Au vu de ces éléments et des pièces produites par les parties, le préjudice corporel de X
Y sera indemnisé comme suit.
Préjudices patrimoniaux temporaires (avant consolidation)
* dépenses de santé actuelles
X Y demande une indemnisation de 2.086,34 se décomposant comme suit :
— frais de séjour à l’hôpital Mondor 274,00
— frais d’intervention d’une infirmière 5,68
— frais de séjour au centre Couvert 1.552,00
— frais d’ambulances 254,66
— total 2.086,34
La société MAIF conteste les premier et troisième postes en faisant valoir :
— que X Y ne justifierait pas de ce que les frais de séjour à l’hôpital Mondor seraient restés à sa charge puisque la quittance qui lui a été délivrée énoncerait que ces frais seraient remboursables,
— que les frais de séjour au centre Couvert ne seraient pas indemnisables dès lors qu’ils correspondraient au forfait journalier et que la victime économiserait des dépenses personnelles pendant la période d’hébergement.
La facture de 274 établie par l’hôpital Mondor et celles établies par le Centre Couvert concernent le forfait journalier.
La victime hospitalisée conserve les charges fixes que sont notamment les abonnements de téléphone et de fourniture d’énergie, et le montant du forfait hospitalier excède ce que cette victime aurait dépensé chez elle pour pourvoir à son entretien.
Cette part excédentaire peut être fixée aux sommes de 137 (hôpital Mondor) et 776 (Centre Couvert) qui lui seront allouées (avant réduction du droit à indemnisation).
Concernant les frais d’ambulance, X Y a produit une facture dont le Tribunal a relevé avec pertinence le caractère illisible, et une autre facture dont le montant expressément laissé à la
charge du client transporté est de 111,59 .
Il résulte des motifs qui précèdent que l’indemnisation de ce poste de préjudice doit être liquidée comme suit, avant application de la réduction du droit à indemnisation :
— frais de séjour à l’hôpital Mondor 137,00
— frais d’intervention d’une infirmière 5,68
— frais de séjour au centre Couvert 776,00
— frais d’ambulances 111,59
— total 1.030,27
* frais divers
X Y demande une indemnisation de 700 au titre des honoraires versés au médecin l’ayant assisté pour l’expertise extra-judiciaire.
La société MAIF s’oppose à cette demande au motif que ledit médecin n’a rédigé aucun rapport ;
X Y a produit deux notes d’honoraires de 350 de son médecin-conseil, à l’appui de sa demande.

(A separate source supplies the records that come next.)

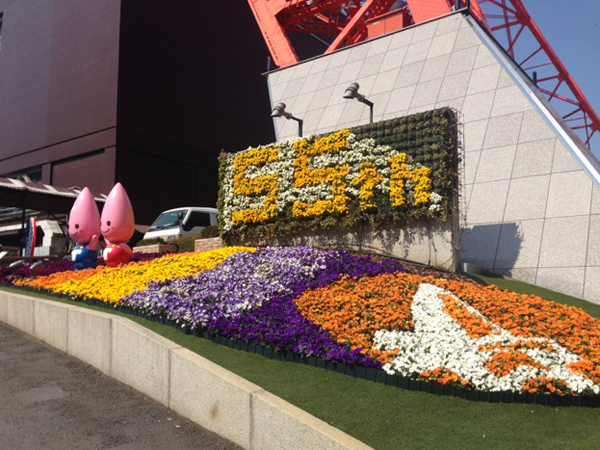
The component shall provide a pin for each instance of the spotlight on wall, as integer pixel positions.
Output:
(352, 92)
(279, 111)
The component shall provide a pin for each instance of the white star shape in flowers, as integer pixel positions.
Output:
(439, 341)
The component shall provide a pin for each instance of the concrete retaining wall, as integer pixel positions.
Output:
(189, 384)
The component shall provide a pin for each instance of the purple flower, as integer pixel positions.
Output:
(250, 297)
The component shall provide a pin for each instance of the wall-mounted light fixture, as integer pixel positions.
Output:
(352, 92)
(279, 111)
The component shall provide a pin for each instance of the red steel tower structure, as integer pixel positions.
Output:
(342, 23)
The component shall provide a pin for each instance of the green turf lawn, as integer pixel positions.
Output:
(391, 418)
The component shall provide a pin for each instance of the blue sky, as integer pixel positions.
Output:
(572, 28)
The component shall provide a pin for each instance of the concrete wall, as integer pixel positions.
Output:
(529, 206)
(189, 384)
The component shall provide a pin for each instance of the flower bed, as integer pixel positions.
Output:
(358, 312)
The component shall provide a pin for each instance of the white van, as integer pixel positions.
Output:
(181, 222)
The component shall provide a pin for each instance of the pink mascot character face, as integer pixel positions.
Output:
(117, 225)
(84, 220)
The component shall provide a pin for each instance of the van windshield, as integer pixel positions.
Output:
(168, 220)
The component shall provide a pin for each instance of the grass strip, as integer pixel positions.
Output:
(391, 418)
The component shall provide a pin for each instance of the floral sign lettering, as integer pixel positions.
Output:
(335, 180)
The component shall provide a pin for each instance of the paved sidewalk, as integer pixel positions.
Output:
(51, 401)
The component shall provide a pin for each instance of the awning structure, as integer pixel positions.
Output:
(28, 196)
(39, 197)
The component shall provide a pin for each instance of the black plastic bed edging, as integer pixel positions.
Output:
(367, 373)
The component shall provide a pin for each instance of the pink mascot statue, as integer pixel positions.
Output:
(117, 225)
(84, 229)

Les honoraires facturés rétribuent une prestation d’assistance et non une prestation rédactionnelle. La demande de X Y à hauteur de 700 doit être accueillie, avant application de la réduction du droit à indemnisation.
* assistance par tierce personne
Les parties acquiescent au volume d’heures d’assistance (649) retenu par l’expert extra-judiciaire mais divergent sur la base horaire, X
Y invoquant 15 et la société MAIF 10 .
L’indemnisation de ce poste de préjudice sera liquidée comme suit, avant application de la réduction du droit à indemnisation : 649 heures * 13 = 8.437
* perte de gains professionnels actuels
X Y demande une indemnisation de 16.127,57 calculée comme suit pour la période du 4/12/2008 (date de prise d’effet de son licenciement) au 30/06/2010, soit 18 mois et 27 jours, sur la base d’un salaire mensuel net antérieur de 1.721,33 , primes et indemnités comprises, et sous déduction des indemnités journalières servies par la
CPAM :
[(1.721,33 x 27 jours / 31) + (1.721,33 x 18 mois)] – 16.383,36 = 16.127,57 .

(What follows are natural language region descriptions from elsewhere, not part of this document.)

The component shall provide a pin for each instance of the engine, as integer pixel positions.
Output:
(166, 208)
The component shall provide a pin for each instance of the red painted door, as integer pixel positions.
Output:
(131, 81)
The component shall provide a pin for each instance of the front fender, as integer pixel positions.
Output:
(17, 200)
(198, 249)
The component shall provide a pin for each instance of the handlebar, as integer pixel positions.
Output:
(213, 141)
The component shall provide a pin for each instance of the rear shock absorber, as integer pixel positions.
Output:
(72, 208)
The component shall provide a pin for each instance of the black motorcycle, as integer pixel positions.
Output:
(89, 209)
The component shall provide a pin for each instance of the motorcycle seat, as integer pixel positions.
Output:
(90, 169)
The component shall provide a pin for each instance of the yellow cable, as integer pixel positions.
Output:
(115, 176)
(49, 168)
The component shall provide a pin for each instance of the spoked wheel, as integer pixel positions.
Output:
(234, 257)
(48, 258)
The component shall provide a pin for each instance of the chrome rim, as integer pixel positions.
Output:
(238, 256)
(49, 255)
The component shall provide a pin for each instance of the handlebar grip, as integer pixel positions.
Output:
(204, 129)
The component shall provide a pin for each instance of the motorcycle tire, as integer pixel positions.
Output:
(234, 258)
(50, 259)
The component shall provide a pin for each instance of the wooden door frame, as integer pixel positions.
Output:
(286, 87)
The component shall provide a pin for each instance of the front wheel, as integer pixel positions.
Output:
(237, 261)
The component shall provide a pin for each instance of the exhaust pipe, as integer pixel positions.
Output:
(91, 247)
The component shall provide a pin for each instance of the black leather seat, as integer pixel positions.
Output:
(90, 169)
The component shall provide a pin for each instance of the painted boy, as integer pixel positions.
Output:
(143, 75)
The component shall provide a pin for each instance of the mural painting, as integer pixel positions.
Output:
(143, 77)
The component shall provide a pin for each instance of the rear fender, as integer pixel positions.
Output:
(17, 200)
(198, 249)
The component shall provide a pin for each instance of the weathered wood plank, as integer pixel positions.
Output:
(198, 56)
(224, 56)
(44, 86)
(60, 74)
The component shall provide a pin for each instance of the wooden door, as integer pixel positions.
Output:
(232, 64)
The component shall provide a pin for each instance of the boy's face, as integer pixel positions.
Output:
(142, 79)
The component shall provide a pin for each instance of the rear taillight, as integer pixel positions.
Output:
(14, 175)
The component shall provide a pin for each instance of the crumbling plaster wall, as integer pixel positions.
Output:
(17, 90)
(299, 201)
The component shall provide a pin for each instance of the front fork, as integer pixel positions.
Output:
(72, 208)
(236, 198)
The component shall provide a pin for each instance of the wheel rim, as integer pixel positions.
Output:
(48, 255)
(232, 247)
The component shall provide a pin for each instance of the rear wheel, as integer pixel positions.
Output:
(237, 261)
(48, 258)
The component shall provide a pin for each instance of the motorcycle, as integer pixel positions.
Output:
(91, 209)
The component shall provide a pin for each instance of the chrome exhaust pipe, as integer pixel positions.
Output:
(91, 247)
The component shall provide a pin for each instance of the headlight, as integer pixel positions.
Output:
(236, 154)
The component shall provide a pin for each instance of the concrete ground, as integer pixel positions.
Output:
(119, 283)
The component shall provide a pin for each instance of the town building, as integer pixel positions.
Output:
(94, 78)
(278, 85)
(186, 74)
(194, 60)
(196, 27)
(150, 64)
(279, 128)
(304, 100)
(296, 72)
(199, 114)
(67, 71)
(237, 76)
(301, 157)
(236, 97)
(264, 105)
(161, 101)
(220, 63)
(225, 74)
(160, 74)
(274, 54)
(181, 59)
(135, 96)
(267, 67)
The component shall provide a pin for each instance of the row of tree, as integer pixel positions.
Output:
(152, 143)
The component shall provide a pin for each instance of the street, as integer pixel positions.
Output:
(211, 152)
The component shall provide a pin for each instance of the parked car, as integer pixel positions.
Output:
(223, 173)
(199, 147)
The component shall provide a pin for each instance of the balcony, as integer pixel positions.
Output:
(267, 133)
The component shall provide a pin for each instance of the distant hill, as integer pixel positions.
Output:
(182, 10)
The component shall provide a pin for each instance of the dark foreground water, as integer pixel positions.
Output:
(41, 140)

La société MAIF conclut principalement au rejet de la demande au motif que X Y ne justifierait pas des indemnités qu’il a perçues de
Pôle Emploi et ne justifierait pas de son revenu imposable déclaré pour les années 2009 et 2010, ce qui laisserait penser qu’il aurait travaillé durant cette période.
Subsidiairement, la société MAIF fait valoir que le salaire net mensuel de référence s’élèverait à 1.303,79 et que X Y ne pourrait prétendre qu’à la perte de cette somme durant 18 mois, sous déduction des indemnités journalières perçues.

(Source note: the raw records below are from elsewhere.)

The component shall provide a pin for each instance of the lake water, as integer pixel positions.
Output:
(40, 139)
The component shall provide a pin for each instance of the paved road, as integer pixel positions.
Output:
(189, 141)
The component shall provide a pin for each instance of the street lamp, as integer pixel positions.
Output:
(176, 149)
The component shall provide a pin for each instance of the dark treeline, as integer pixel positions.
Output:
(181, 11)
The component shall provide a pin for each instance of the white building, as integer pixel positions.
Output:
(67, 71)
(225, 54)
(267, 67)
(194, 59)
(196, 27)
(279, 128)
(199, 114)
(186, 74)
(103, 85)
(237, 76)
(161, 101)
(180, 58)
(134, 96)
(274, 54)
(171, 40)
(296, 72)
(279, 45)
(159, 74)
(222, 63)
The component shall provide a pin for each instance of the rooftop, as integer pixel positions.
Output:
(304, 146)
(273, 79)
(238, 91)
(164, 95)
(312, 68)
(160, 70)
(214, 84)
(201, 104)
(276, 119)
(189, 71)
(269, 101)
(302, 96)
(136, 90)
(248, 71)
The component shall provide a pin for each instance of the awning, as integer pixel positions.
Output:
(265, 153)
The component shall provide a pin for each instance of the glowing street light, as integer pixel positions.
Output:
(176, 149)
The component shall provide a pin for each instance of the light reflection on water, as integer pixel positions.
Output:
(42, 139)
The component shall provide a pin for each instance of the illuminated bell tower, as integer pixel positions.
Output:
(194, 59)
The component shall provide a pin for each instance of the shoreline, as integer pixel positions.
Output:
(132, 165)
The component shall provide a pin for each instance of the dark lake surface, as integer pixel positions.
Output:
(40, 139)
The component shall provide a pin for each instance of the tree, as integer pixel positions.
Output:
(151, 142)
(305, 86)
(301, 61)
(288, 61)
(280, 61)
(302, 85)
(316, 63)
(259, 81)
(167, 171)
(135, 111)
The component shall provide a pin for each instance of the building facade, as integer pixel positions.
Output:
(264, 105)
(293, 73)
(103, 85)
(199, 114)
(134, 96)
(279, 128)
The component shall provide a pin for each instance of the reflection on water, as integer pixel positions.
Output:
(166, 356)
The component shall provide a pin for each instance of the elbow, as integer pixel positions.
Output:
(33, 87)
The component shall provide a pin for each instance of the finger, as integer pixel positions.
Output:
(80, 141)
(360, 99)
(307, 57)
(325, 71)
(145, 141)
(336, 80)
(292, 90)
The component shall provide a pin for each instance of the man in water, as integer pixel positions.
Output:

X Y, conformément au jugement, base avec pertinence sa demande sur un salaire net mensuel de référence de 1.721,33 correspondant à la moyenne des salaires nets perçus durant les 6 mois de décembre 2005 à mai 2006 échus jusqu’à l’accident.
X Y demande, avec pertinence, une indemnisation de sa perte de gains professionnels pour la période ayant couru à compter du 5/12/2008, son contrat de travail ayant pris fin le 4/12/2008 par l’effet de son licenciement pour absence prolongée (depuis le 26/05/2008).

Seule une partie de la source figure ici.